II-Thought-RL is our initial attempt at developing a large-scale, multi-domain Reinforcement Learning (RL) dataset. By providing a high-quality, large-scale dataset on RL question-answer pairs, we aim to advance reasoning research. This foundational step will pave the way for future iterations incorporating more complex reasoning traces.
This repository contains two frameworks that support our RL dataset:
- II-VERL: A fork of the Verl framework with enhanced features for RL training
- RL Verifier: A verification framework for evaluating LLM outputs against ground truth
For more details about our project, please visit our blog post.

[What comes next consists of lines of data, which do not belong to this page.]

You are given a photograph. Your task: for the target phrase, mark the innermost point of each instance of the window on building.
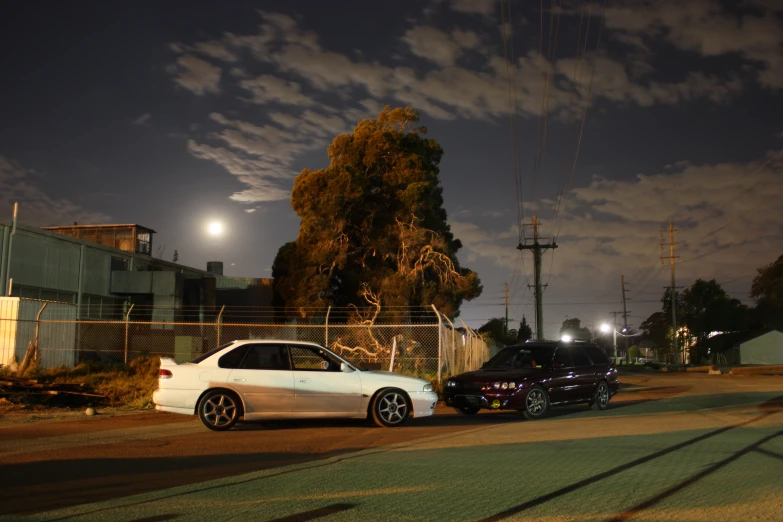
(118, 263)
(143, 243)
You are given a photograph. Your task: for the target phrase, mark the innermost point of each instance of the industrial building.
(103, 269)
(106, 294)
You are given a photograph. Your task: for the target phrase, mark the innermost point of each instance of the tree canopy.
(373, 228)
(573, 327)
(525, 332)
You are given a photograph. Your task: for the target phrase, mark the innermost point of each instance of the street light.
(605, 329)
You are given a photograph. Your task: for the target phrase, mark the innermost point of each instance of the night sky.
(175, 114)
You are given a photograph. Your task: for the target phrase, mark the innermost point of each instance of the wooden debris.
(31, 390)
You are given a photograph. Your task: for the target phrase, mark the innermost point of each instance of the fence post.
(468, 345)
(452, 357)
(326, 333)
(440, 343)
(127, 319)
(220, 319)
(394, 353)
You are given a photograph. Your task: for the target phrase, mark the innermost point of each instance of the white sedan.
(279, 379)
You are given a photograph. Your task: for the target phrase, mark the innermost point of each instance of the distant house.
(760, 347)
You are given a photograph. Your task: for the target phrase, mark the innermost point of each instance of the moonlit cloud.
(36, 206)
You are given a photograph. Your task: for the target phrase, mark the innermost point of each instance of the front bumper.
(487, 401)
(423, 403)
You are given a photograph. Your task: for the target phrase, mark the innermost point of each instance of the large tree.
(767, 291)
(573, 327)
(495, 329)
(373, 229)
(525, 332)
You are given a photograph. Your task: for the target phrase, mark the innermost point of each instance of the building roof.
(729, 340)
(126, 225)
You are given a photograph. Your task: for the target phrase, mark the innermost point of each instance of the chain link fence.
(413, 341)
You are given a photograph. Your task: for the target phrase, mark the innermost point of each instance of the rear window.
(211, 353)
(233, 358)
(580, 357)
(597, 355)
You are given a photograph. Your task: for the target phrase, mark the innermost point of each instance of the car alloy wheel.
(390, 408)
(601, 399)
(536, 403)
(218, 410)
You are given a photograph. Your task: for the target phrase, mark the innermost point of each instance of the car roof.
(552, 344)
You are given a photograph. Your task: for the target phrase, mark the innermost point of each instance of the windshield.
(519, 357)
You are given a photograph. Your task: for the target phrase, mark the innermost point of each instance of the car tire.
(601, 399)
(390, 408)
(536, 403)
(219, 410)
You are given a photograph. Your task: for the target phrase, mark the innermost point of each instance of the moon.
(215, 228)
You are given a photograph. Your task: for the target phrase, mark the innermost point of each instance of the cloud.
(320, 88)
(141, 120)
(482, 7)
(727, 215)
(704, 27)
(262, 156)
(267, 88)
(437, 46)
(36, 207)
(196, 75)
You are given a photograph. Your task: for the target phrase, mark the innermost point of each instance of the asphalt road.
(671, 447)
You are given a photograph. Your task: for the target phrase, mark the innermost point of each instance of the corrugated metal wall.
(9, 308)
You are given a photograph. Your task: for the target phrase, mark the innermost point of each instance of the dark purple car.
(534, 376)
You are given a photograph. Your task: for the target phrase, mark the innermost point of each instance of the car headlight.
(500, 386)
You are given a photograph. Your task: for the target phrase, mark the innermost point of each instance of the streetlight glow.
(215, 228)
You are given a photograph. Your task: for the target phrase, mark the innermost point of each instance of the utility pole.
(625, 315)
(505, 327)
(672, 257)
(537, 249)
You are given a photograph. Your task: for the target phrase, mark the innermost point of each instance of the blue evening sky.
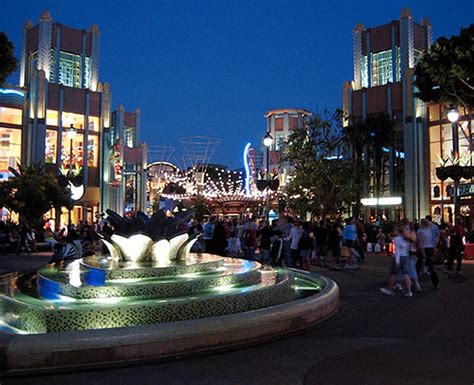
(212, 68)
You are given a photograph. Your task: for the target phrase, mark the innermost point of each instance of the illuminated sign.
(384, 201)
(247, 170)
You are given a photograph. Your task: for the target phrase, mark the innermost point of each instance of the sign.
(465, 189)
(383, 201)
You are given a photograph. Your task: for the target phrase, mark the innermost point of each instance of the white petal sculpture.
(135, 248)
(161, 252)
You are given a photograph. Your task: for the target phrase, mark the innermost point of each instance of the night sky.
(212, 68)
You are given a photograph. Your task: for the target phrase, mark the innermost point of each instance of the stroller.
(57, 256)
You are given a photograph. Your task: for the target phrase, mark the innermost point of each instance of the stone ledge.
(73, 350)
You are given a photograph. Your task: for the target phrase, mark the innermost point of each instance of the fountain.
(150, 298)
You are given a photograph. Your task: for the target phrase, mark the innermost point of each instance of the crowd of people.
(68, 243)
(417, 248)
(285, 242)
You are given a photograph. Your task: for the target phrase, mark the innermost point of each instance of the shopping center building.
(384, 61)
(60, 116)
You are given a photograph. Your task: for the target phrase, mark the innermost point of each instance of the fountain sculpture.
(151, 278)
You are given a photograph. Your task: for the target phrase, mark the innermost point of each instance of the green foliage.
(32, 193)
(369, 136)
(446, 73)
(200, 208)
(319, 181)
(8, 62)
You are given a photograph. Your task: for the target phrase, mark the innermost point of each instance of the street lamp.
(71, 134)
(267, 142)
(453, 116)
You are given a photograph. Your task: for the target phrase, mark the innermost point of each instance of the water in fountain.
(149, 277)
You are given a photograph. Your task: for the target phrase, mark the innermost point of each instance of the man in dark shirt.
(321, 234)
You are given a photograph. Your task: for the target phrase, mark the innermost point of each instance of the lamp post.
(453, 116)
(267, 142)
(71, 134)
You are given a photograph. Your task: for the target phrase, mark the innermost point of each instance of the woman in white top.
(400, 262)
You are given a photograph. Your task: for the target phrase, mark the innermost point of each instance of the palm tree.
(373, 134)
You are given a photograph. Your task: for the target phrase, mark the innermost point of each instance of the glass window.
(11, 115)
(446, 132)
(72, 152)
(434, 112)
(51, 146)
(435, 153)
(93, 123)
(87, 73)
(129, 136)
(52, 118)
(92, 151)
(418, 54)
(75, 119)
(364, 80)
(398, 67)
(381, 68)
(70, 69)
(10, 147)
(434, 134)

II-VERL is an enhanced version of the Verl framework with several improvements:
- Huggingface Dataset Integration: Direct support for loading datasets from the Huggingface Hub
- YAML-Based Configuration: Improved configuration management using YAML files
- Remote Reward Server: Support for remote reward computation during training
For detailed documentation and usage instructions, see II-VERL README.
The RL Verifier is a comprehensive verification framework that supports multiple domains:
- Mathematical Tasks: Using Math-Verify for mathematical expression evaluation
- Code Generation: Using Sandbox Fusion for secure code execution and verification
- Software Engineering Tasks: Using SWE Verifier for code patch comparison
- Other Domains: Using LLM-as-Judge for flexible evaluation
For detailed documentation and usage instructions, see RL Verifier README.
- Python 3.10+
- Git
- Docker (for code verification features)

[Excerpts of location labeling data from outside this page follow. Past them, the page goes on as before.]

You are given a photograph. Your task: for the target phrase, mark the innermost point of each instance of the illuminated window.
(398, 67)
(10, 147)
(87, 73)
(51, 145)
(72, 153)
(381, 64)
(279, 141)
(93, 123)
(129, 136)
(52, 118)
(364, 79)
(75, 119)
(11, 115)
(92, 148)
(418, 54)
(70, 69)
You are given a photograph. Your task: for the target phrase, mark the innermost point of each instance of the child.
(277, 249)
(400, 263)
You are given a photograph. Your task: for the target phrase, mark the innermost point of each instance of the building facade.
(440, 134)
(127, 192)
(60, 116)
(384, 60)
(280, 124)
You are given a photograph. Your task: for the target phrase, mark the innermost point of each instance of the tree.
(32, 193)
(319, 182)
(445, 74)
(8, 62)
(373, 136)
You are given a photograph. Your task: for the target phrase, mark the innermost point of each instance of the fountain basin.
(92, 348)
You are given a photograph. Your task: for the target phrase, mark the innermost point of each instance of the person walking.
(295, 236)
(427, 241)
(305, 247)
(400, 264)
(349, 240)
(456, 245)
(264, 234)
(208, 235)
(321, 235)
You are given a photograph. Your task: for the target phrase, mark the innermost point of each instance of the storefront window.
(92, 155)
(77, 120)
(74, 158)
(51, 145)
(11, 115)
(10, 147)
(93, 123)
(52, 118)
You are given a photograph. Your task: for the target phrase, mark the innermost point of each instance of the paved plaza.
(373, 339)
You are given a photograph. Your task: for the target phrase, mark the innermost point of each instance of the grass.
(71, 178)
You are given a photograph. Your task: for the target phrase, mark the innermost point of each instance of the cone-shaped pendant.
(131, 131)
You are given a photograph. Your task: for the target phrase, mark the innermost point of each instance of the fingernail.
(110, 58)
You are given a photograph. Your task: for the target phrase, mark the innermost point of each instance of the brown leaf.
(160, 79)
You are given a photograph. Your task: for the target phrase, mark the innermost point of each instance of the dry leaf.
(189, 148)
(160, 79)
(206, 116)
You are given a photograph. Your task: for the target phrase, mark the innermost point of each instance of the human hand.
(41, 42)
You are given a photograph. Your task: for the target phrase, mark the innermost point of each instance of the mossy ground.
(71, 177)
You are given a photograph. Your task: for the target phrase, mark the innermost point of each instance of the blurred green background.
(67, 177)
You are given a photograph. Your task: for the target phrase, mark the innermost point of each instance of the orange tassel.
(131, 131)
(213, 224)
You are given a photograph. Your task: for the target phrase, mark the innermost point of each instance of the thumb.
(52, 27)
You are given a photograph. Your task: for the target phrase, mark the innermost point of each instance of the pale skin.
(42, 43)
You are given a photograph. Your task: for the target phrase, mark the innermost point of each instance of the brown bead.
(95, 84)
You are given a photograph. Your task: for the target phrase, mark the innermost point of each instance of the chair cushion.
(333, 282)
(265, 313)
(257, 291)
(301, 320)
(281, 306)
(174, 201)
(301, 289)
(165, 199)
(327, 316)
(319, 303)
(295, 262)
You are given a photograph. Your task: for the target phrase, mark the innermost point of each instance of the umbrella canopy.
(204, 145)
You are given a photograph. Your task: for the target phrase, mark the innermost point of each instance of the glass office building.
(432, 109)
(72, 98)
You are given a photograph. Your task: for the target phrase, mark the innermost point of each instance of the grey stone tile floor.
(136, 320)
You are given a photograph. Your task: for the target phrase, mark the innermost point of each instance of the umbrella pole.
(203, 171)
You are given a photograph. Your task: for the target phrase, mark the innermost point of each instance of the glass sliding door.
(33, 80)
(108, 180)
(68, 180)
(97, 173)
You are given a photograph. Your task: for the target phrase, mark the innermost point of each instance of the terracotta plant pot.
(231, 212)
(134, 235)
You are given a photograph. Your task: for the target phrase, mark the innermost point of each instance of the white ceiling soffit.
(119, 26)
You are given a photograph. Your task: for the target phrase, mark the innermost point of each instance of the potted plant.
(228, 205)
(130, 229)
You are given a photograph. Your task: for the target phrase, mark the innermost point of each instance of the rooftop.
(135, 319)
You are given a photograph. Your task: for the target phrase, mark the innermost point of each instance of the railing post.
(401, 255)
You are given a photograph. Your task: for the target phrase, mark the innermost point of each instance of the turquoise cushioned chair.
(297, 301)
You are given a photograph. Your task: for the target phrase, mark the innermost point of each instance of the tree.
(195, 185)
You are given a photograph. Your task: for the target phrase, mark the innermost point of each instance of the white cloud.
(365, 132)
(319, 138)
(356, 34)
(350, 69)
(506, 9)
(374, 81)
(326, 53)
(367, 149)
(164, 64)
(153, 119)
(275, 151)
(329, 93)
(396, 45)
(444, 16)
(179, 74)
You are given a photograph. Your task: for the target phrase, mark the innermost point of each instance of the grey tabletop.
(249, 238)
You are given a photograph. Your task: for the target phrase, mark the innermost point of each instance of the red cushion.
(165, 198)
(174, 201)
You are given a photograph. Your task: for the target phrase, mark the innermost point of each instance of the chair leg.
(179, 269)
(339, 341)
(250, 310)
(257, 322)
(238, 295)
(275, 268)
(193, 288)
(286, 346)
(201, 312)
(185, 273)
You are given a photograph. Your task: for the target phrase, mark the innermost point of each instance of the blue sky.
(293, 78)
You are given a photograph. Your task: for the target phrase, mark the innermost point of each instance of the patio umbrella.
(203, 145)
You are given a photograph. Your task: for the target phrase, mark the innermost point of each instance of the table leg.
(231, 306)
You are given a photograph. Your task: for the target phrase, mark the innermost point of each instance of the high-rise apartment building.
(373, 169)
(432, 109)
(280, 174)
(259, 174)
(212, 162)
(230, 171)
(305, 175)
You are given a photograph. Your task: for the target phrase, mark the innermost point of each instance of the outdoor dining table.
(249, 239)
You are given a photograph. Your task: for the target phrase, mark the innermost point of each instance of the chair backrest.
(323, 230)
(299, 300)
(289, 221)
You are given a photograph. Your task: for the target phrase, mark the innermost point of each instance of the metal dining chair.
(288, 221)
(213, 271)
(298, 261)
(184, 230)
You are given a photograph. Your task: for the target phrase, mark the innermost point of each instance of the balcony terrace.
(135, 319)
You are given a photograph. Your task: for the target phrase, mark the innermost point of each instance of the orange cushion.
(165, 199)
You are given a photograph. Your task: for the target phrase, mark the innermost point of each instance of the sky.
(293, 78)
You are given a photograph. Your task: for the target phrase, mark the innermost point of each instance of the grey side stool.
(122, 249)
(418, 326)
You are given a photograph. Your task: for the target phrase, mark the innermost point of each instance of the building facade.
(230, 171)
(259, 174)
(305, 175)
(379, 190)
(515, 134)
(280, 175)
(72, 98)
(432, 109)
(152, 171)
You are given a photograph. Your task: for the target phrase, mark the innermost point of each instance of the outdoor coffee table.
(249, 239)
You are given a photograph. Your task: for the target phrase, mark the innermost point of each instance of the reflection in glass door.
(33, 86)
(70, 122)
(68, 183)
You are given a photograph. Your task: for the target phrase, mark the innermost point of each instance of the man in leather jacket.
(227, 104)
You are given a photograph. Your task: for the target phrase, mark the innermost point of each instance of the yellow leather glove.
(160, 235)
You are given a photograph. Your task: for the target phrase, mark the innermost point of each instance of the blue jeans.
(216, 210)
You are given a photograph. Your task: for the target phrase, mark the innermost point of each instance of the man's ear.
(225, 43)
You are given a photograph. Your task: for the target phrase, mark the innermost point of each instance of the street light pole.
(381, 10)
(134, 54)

- Clone the repository with submodules:
git clone --recursive https://github.com/Intelligent-Internet/ii_thought.git
cd ii_thought
- Set up II-VERL and RL Verifier:
cd ii_verl
conda create -n verl python==3.10 -y
conda activate verl
pip3 install torch==2.4.0 --index-url https://download.pytorch.org/whl/cu124
pip3 install flash-attn --no-build-isolation
pip install -e .
cd ../rl_verifier
pip install -r requirements.txt
pip install -e .
- Configure RL Verifier Environment Variables:
Create a .env
file in the rl_verifier
directory with the following configurations:
# For code verification (if using code_verifiable type)
FUSION_SANDBOX_URL=http://localhost:8080
# For LLM-as-Judge (if using llm_judge type)
LLM_JUDGE_MODEL=Qwen/Qwen2.5-32B-Instruct # Model name
LLM_JUDGE_BASE_URL=http://localhost:8002/v1 # API endpoint (if using local LLM)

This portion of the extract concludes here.